Pubblicato il 9 Dicembre 2010 17:20 | Ultimo aggiornamento: 9 Dicembre 2010 17:23

Antonio Razzi

Tanti anni fa si diceva che il personale era politico. Antonio Razzi, deputato che ha lasciato l’Idv e si accinge a dare il suo sì alla fiducia a Silvio Berlusconi, ha interpretato l’antico slogan nella massima misura possibile. Ecco il testo di una lettera politico-familiare.

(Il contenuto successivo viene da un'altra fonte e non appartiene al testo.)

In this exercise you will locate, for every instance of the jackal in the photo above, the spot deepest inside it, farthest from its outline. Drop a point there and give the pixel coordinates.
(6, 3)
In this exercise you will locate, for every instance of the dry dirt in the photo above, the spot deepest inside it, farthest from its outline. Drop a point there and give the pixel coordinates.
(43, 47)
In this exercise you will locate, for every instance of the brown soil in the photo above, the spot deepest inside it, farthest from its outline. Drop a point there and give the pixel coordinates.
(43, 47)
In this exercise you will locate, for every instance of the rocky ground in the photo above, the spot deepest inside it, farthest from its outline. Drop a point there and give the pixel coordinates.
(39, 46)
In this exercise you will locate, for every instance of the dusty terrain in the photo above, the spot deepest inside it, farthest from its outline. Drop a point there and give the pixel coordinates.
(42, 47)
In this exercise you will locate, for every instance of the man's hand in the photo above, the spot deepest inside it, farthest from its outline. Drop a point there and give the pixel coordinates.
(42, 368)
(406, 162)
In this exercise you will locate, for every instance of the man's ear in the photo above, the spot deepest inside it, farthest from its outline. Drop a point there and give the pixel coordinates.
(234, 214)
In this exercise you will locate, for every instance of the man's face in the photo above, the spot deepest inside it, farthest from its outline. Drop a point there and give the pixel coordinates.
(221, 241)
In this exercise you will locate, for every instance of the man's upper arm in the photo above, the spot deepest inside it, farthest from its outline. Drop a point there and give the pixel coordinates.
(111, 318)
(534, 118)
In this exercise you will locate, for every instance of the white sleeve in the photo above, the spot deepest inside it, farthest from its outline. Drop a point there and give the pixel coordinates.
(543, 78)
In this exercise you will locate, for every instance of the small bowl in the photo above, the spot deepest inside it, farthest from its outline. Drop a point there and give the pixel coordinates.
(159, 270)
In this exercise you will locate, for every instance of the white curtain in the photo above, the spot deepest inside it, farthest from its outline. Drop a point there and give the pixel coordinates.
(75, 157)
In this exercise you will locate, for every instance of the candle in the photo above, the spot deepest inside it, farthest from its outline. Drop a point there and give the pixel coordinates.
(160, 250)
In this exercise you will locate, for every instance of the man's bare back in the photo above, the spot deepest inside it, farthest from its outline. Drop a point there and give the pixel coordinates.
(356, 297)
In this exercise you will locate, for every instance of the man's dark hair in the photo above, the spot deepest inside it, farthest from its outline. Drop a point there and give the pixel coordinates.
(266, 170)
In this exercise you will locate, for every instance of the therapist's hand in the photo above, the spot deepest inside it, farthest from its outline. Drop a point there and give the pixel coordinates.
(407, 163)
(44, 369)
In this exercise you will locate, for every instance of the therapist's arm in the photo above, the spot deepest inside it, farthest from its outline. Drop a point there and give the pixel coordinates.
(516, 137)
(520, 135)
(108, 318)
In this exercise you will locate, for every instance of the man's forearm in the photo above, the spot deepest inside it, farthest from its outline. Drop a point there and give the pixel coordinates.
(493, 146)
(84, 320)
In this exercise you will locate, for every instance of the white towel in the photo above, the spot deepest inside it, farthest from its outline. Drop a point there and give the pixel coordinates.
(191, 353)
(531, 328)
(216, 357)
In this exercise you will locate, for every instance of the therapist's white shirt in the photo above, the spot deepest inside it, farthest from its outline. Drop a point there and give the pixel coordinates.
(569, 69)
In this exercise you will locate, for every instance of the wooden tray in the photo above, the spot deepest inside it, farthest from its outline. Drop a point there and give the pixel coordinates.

‘Non rinnego lo spirito con cui ho lavorato – scrive Razzi – ma, dato che non hai saputo o voluto essere leale, ho deciso di non fare più parte della tua squadra”. Perché ”da te, caro Antonio, ho ricevuto solo mortificazioni”. ”Ho sopportato la tua indifferenza ai miei sforzi di essere all’altezza, le mortificazioni e le offese più o meno esplicite sul mio conto”, aggiunge  Razzi, per il quale gli anni con l’ex magistrato ”hanno rappresentato solo sofferenze e mia moglie ne sa qualcosa per essersi ammalata a causa delle mortificazioni procuratemi dal tuo comportamento”.

”Caro Antonio, non sono Pietro Micca. Non sono quello che lancia la stampella contro il nemico e decide di soccombere”, aggiunge Razzi confondendo il militare sabaudo che si fece saltare in aria per impedire ai francesi di conquistare Torino nel 1706 con Enrico Toti, eroe italiano della Prima guerra mondiale. ”Quello che però non accetto – chiude il parlamentare – è la convinzione che tu hai di essere al di sopra dell’uomo Razzi, sempre e comunque, dimenticando che quest’uomo ha vissuto una vita, una sola moglie, creato una famiglia, avuto dei figli e oggi ha dei nipoti”.